Dirigent: Franz Welser-Möst

Rodolfo - Stephen Costello
Schaunard - Adam Plachetka
Marcello - Boaz Daniel
Colline - Sorin Coliban
Benoit - Alfred Šramek
Mimì - Krassimira Stoyanova
Musetta - Alexandra Reinprecht
Parpignol - Dritan Luca
Alcindoro -
Alfred Šramek


„Wiederaufnahme: La Bohème“

(Dominik Troger)

Gleich am zweiten Tag der neuen Saison wurde die langgediente „La Bohème“-Inszenierung von Franco Zeffirelli in szenisch aufgefrischter Form präsentiert. Der musikalische Genuss hielt sich aber doch ein wenig „in Grenzen“.

Immerhin hatte man Rolando Villazón vorgesehen, der dem Rodolfo und dem Abend die entsprechende begeisternde Aufmerksamkeit der Medien und des Publikums hätte sichern sollen. Es kam bekanntlich anders – und jedes weitere Wort darüber würde nur beißendes Salz in die inzwischen schon sehr tiefen Wunden der Villazón-Fans streuen. Auf diese Weise ging dem Abend aber das eigentliche „Highlight“ verloren, der „hype-generierende“ Faktor – und die Stimmung war am Beginn – beim mehr pflichtbewussten Willkommensapplaus für den neuen Generalmusikdirektor – eher gedämpft.

Dass sich Franz Welser-Möst auch gleich am zweiten Abend ans Pult stellte, spricht für ihn. Dass er sich dafür gerade „La Bohéme“ ausgesucht hat, weniger. Irgendwie tönte Puccini hier doch mehr nach dem vortägigen „Tannhäuser“, sehr „deutsch“, sehr stimmendeckend, mit wenig Gefühl für die Süße des Stoffes, für das bewegte Wechselspiel zwischen tieferer Empfindung, veristischer Dramatik und witziger Künstlerposse.
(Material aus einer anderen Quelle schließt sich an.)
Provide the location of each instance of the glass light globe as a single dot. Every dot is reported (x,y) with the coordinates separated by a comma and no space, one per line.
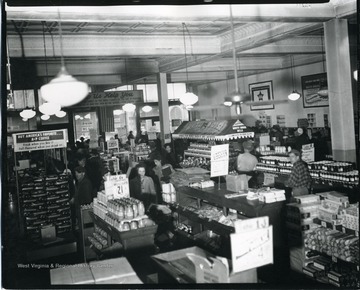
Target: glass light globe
(45,117)
(49,108)
(294,96)
(117,112)
(129,107)
(147,109)
(189,99)
(60,114)
(27,113)
(64,90)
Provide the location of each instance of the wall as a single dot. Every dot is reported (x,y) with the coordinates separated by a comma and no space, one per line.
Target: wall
(214,94)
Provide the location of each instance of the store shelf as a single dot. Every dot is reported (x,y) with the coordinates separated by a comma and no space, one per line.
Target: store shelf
(328,225)
(210,224)
(196,155)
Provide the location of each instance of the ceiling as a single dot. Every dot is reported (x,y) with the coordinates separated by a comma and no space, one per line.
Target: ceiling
(109,46)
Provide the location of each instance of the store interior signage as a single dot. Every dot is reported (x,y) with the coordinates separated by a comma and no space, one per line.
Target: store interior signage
(42,140)
(111,98)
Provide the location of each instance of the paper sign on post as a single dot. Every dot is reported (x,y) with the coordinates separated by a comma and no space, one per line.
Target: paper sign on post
(117,185)
(219,160)
(308,153)
(269,179)
(251,249)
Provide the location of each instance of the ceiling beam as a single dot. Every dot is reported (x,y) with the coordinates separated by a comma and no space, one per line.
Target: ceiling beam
(173,13)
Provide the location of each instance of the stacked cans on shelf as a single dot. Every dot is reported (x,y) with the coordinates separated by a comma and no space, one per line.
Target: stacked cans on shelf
(45,201)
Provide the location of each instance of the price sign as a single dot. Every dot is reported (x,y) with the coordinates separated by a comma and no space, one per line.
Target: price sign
(219,160)
(269,179)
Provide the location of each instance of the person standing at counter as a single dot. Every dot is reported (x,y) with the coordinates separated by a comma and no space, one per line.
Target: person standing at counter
(142,187)
(246,163)
(300,179)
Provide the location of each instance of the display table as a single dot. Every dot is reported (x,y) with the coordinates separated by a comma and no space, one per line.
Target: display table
(130,240)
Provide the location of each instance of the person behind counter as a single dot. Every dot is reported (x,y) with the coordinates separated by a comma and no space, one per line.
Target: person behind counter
(83,190)
(246,163)
(301,138)
(142,187)
(300,179)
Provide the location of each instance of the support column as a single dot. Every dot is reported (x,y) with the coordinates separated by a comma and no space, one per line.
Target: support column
(163,108)
(341,111)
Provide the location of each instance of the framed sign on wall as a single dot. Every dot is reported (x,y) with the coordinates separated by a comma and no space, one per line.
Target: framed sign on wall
(261,92)
(314,89)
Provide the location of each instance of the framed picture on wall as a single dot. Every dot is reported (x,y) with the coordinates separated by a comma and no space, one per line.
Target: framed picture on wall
(314,89)
(261,92)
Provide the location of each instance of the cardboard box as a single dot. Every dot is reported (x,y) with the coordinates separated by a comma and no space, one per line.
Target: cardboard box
(194,265)
(72,275)
(236,183)
(113,271)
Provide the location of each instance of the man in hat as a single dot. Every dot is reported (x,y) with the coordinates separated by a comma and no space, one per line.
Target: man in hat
(300,179)
(246,163)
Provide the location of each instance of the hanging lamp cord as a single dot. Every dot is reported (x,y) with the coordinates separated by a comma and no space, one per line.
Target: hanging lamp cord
(234,50)
(46,67)
(61,42)
(187,78)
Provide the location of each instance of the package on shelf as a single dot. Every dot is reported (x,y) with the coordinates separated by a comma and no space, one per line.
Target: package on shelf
(103,198)
(272,195)
(75,274)
(168,188)
(252,224)
(334,243)
(302,211)
(99,208)
(256,249)
(202,184)
(307,199)
(312,271)
(300,256)
(117,186)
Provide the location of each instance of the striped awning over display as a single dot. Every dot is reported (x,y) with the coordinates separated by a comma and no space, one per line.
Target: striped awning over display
(107,119)
(213,130)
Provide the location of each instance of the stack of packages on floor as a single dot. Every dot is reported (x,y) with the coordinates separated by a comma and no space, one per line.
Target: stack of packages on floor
(323,237)
(124,214)
(45,202)
(99,238)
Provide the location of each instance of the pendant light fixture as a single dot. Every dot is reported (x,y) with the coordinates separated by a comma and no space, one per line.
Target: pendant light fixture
(146,108)
(129,107)
(323,91)
(295,95)
(189,98)
(64,89)
(235,97)
(27,113)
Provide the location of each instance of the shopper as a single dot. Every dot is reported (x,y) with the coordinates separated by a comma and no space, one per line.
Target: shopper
(95,170)
(320,145)
(246,163)
(169,156)
(300,179)
(142,187)
(301,138)
(275,133)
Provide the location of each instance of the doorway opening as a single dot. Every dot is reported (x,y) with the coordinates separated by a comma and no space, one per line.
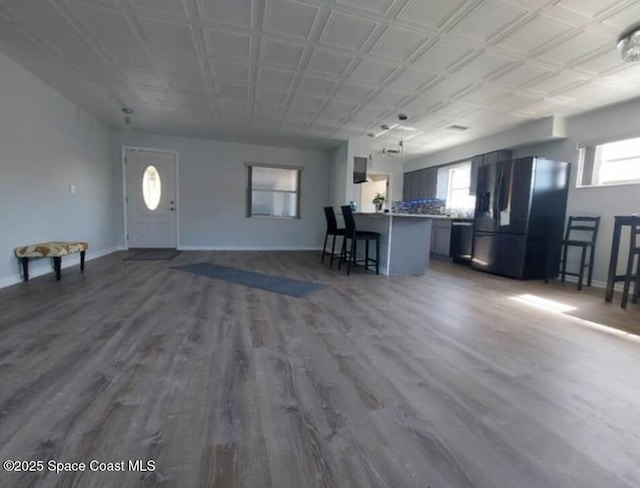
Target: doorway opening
(150,198)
Welser-Möst goss hier Puccini in eine – für meinen Geschmack – zu einheitlich spröde Form. Ein gutes Beispiel bietet hierfür der Schluss. Man könnte die Spannung im Finale auch in großem Bogen gefühlvoll reifen lassen, von den zarten, weinenden Streichern, die Mimis Sterben begleiten bis zur finalen Orchesteraufwallung, in der sich der Tod als endgültiges, tragisches Moment manifestiert. Welser-Möst ließ hier für meinen Geschmack ziemlich unsensibel und viel zu undifferenziert und laut spielen, und das lang verzögerte Ausklingen war dafür kein wirklicher Ersatz. Interessanter Weise ist, wie in der aktuellen Ausgabe der Staatsopern-Publikumszeitschrift zu lesen ist, der neue Generalmusikdirektor der Meinung, dass das Publikum eine Vorstellung der „Bohème“ besuche, um zu „weinen“. Entgegengekommen ist er diesem Wunsch in seiner musikalischen Deutung kaum.
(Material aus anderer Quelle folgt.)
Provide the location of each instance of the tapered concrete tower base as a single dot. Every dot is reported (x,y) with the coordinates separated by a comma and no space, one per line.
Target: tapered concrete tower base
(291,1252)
Krassimira Stoyanova gestaltete die Mimi an diesem Abend sehr schön und lyrisch. Ihr klarer, perfekt geführter Sopran formte diese Partie weder zu einem Groschenroman noch zu einem hübschen, verführerischen Andachtsbild. Das klang in Summe mehr „realitätsverbunden“ und unsentimental, obwohl durchaus zart empfunden. Das „Si, mi chiamo Mimi“ gestaltete sie mit natürlich geschwungenen Legato-Bögen zu einer schlichten und ganz unprätentiösen „Visitenkarte“. Ihre Mimi zeigte auf liebenswürdige Art innere Stärke und jene Spur von Illusionslosigkeit, die wohl im Stande wäre, die vom Generalmusikdirektor postulierte Erwartungshaltung des Publikums auch ein wenig zu hinterfragen.
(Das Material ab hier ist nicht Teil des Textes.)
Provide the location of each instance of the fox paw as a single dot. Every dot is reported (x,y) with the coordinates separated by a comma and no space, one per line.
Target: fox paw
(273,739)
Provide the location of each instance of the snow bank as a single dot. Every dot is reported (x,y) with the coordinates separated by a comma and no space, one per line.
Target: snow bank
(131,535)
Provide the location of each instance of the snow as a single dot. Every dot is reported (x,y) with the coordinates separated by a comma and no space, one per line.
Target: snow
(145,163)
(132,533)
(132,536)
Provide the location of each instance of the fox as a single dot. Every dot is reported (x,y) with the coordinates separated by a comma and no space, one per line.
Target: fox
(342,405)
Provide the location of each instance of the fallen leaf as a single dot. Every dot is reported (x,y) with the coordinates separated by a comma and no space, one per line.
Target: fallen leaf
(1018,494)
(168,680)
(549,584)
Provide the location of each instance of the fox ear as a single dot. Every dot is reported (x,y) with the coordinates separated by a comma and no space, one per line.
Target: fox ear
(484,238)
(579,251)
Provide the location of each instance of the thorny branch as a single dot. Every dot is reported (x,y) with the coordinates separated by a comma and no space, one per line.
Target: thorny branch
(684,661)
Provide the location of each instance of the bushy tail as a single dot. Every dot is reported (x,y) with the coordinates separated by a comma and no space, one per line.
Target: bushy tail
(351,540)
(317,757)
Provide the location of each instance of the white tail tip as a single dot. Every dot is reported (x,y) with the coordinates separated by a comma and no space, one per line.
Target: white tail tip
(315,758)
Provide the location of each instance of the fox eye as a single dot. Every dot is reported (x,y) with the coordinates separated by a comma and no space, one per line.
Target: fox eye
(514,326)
Mit Stephen Costello, 28 Jahre alt, bot man als Einspringer einen tenoralen Shooting-Star auf, der bei seinem Hausdebüt gleich in sehr „große“ Fußstapfen treten durfte. Costello ist schlank und groß gewachsen, mit eher unbekümmerter, jugendlicher Ausstrahlung. Er fand sich gut in der Szene zu recht, ohne aber wirklich – auch gesanglich – viel „Eindruck“ zu machen. Sein Tenor klang „typisch amerikanisch“, wenig timbriert, hell, ließ einen hübschen, lyrischen Tonfall hören. Nach der Höhe zu konnte sich der Ton bei ihm aber nicht recht entfalten und magerte gewissermaßen ab. Das minderte deutlich den Reiz. Gegen das laut spielende Orchester hatte er aber auch einen schweren Stand. Am Schluss des ersten Aktes verzichtete er klugerweise auf das optionale „Hinaufsingen“. Ob er an großen Häusern schon den Rodolfo singen muss – diese Frage sollte zumindest gestellt werden. Auch eine Sängerpersönlichkeit muss reifen. Solche Schnellsiedekurse an den großen Opernhäusern der Welt sind eine zweischneidige Sache.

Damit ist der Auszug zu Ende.